With one sided agreement, blank undated cheques, promissory notes from borrowers and guarantors and hefty processing fees, getting housing finance is almost impossible to get. Under valuation of properties while giving loans and more sharper teeth with Securitization Act for foreclosure norms, banks are rejecting 90% of loan application since the loan size fall short according to their credit policies and earning handsome revenues by way of processing fees. Even after reduction of Repo Rates and External Commercial Borrowings allowed, the rates advantage do not reach direct new customers nor old home loan borrower. EMI never comes down but the period.
With interest rates mounting up hill, the exposure to housing finance process adopted by many banks and financial institutions giving nightmares to the home loan borrowers. Carteling in the process of disposing off NPA properties and non-transparent interest rate calculations will lead to nothing but unholy practices and a total collapse of home loan market in India. Transferring NPAs to Assets Restructuring companies, which are promoted by these banks, to take away the borrower’s initial contributions is the normal practice.
National Housing Bank, apex body to regulate the housing finance, is sleeping over issues pertaining to the industry. It seems, the authority is greatly in favor of housing finance companies rather then consumers of home loans.
Busy in devising mortgage instruments, which are not a common knowledge, NHB’s ventures into more institutionalization of home loans through a great influence of home loan financiers is working out to be a capitalistic approach towards the sector. While making the process simpler it has created a complex process for up keeping the good books for such financiers.

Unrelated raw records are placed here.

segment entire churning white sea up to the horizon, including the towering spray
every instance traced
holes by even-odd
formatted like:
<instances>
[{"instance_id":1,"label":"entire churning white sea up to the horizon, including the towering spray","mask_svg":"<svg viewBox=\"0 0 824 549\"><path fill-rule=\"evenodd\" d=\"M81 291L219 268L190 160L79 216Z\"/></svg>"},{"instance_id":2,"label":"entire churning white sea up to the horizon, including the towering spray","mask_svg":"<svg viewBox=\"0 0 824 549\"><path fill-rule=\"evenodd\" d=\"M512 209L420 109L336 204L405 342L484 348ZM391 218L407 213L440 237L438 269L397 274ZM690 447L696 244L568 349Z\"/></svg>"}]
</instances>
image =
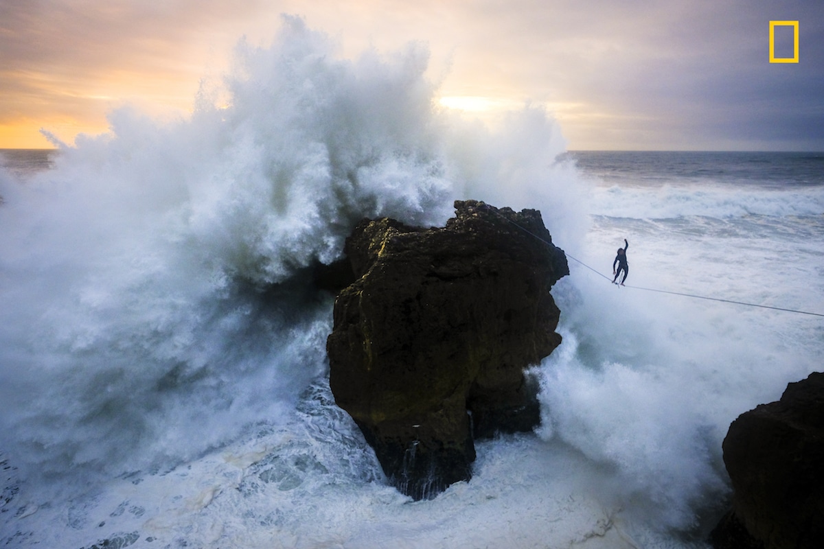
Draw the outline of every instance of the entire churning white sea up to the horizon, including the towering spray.
<instances>
[{"instance_id":1,"label":"entire churning white sea up to the horizon, including the towering spray","mask_svg":"<svg viewBox=\"0 0 824 549\"><path fill-rule=\"evenodd\" d=\"M569 152L541 109L441 109L427 59L287 19L190 117L4 161L0 547L706 547L729 423L822 370L824 155ZM307 272L456 198L541 210L564 343L540 429L414 502L335 407Z\"/></svg>"}]
</instances>

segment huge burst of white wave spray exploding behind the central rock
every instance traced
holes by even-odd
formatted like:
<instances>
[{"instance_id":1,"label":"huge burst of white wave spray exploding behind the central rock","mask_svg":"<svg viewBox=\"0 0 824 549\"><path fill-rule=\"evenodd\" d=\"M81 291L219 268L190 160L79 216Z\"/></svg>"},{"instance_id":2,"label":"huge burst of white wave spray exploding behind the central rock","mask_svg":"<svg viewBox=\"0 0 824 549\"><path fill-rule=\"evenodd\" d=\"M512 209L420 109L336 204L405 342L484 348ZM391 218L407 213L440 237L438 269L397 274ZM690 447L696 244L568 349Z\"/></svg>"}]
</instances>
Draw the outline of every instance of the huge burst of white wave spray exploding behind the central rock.
<instances>
[{"instance_id":1,"label":"huge burst of white wave spray exploding behind the central rock","mask_svg":"<svg viewBox=\"0 0 824 549\"><path fill-rule=\"evenodd\" d=\"M0 195L3 450L80 484L167 468L290 417L325 372L330 297L302 281L363 217L441 225L455 198L583 235L541 109L492 132L438 106L428 51L355 60L285 17L172 121L131 108ZM59 482L57 483L59 485Z\"/></svg>"}]
</instances>

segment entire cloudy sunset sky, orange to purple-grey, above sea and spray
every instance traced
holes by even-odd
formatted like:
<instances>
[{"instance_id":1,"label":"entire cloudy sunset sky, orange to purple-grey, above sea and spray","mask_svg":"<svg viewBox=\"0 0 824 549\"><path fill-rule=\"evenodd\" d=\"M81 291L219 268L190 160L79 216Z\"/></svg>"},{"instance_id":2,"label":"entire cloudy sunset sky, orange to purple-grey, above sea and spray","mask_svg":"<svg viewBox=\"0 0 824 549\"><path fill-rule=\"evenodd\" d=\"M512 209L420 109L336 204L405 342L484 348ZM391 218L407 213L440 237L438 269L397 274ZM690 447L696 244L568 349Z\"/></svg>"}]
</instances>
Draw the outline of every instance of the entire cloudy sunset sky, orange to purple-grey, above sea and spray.
<instances>
[{"instance_id":1,"label":"entire cloudy sunset sky, orange to purple-grey, above sea and spray","mask_svg":"<svg viewBox=\"0 0 824 549\"><path fill-rule=\"evenodd\" d=\"M423 42L445 104L546 105L570 149L824 150L822 0L0 0L0 147L186 111L282 13L344 57Z\"/></svg>"}]
</instances>

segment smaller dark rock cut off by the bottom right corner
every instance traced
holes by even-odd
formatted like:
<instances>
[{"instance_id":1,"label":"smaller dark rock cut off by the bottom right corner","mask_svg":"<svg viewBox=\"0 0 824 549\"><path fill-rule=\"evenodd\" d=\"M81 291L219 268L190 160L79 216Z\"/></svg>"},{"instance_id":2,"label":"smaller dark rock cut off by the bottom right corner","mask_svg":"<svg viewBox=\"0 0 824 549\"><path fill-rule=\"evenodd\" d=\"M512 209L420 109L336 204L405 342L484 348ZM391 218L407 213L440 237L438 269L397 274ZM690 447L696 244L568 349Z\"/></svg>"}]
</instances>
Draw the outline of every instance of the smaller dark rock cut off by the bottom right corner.
<instances>
[{"instance_id":1,"label":"smaller dark rock cut off by the bottom right corner","mask_svg":"<svg viewBox=\"0 0 824 549\"><path fill-rule=\"evenodd\" d=\"M824 547L824 374L787 386L743 413L723 441L733 509L712 534L718 549Z\"/></svg>"}]
</instances>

Institutions and banks gets funds for housing finance for economical weaker section of society and budget homes at 4% from Germany, 2 % from Japan and around 6% from IMF through UN Habitat Council. In return, housing finance companies do not want to share the cheap funds with the most deserving budget home seeker.

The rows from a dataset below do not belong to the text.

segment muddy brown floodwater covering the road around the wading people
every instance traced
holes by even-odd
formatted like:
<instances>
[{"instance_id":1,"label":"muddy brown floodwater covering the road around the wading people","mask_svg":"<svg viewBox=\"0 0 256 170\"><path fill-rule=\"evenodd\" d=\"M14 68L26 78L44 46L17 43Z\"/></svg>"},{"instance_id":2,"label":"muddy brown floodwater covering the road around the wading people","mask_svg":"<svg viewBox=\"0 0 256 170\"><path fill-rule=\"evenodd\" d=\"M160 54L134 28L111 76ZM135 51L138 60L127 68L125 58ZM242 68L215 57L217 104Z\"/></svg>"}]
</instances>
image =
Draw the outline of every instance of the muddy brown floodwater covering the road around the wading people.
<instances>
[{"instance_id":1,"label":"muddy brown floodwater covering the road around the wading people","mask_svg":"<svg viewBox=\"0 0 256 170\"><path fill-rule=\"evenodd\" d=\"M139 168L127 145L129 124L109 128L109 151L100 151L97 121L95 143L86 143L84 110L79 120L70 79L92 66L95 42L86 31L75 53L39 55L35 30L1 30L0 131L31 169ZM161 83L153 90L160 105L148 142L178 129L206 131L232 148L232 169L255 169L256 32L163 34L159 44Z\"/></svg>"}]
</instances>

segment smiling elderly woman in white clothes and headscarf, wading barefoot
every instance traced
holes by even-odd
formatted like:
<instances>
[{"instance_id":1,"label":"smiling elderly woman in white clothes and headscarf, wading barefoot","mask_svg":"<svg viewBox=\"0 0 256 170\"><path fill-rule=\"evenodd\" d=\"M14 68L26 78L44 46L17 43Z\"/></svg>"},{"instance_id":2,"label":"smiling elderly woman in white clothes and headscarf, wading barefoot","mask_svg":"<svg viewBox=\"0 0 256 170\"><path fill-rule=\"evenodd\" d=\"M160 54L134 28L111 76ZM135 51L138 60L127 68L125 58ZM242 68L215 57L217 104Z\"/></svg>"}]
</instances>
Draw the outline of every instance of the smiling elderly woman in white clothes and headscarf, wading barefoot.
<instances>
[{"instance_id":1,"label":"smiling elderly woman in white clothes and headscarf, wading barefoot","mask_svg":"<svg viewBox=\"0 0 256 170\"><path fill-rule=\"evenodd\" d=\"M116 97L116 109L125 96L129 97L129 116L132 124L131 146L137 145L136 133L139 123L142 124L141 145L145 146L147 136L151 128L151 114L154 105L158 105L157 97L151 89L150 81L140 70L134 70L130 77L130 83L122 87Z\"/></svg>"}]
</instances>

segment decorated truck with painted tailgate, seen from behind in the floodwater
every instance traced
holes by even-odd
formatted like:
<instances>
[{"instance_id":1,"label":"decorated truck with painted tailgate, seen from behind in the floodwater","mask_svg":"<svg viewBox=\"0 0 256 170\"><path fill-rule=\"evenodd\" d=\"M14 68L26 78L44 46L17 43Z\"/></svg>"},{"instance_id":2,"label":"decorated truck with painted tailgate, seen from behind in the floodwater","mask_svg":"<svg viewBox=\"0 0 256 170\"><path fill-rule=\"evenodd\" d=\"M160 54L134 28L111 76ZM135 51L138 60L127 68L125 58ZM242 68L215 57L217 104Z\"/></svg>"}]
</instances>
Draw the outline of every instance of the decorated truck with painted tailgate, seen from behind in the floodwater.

SBI have recently reduced the interest rates to 9.75% and RBI’s intervention have forced home loan financiers to reduce the interest rates but large players such as ICICI Bank is still waiting to reduce it and have kept the interest rates as high as 16.5%. When asked in a public meeting, Rajeev Sabarwal of ICICI Bank said “ you give me fixed deposits for 20 years on a fixed rates, we shall provide you loans with lower interest rates.” Certainly Assets and Liability mismatch is a great problem in housing finance sector since funds are available for short term through FDs and they have to remain committed for longer periods but question remains that when other banks could do it why not largest players of the industry? Funding home loan for a person who is earning Rs.9000/- a month is not at all entertained since affordable EMI could be just Rs.3000 to Rs.4000/-, according to Sabarwal. A loan of Rs.2 lakh to Rs.4 lakh is the eligibility of such income, so where does homes of such selling prices are constructed, he asked.
Fact remains that according to the income profile of the borrower, housing finance companies are slapping interest on them. If you can prove to these financiers that you don’t need a loan, then only you are eligible for housing finance. The process of housing finance and mind boggling calculations of EMIs will certainly killing housing finance market. When nationalized banks remain optimistic, private players are having insufficient funds or WILL to fund budget homes “ Housing for ALL” remain distance dream if only we talk about affordability stops at Rs.5 lakh annual income and below.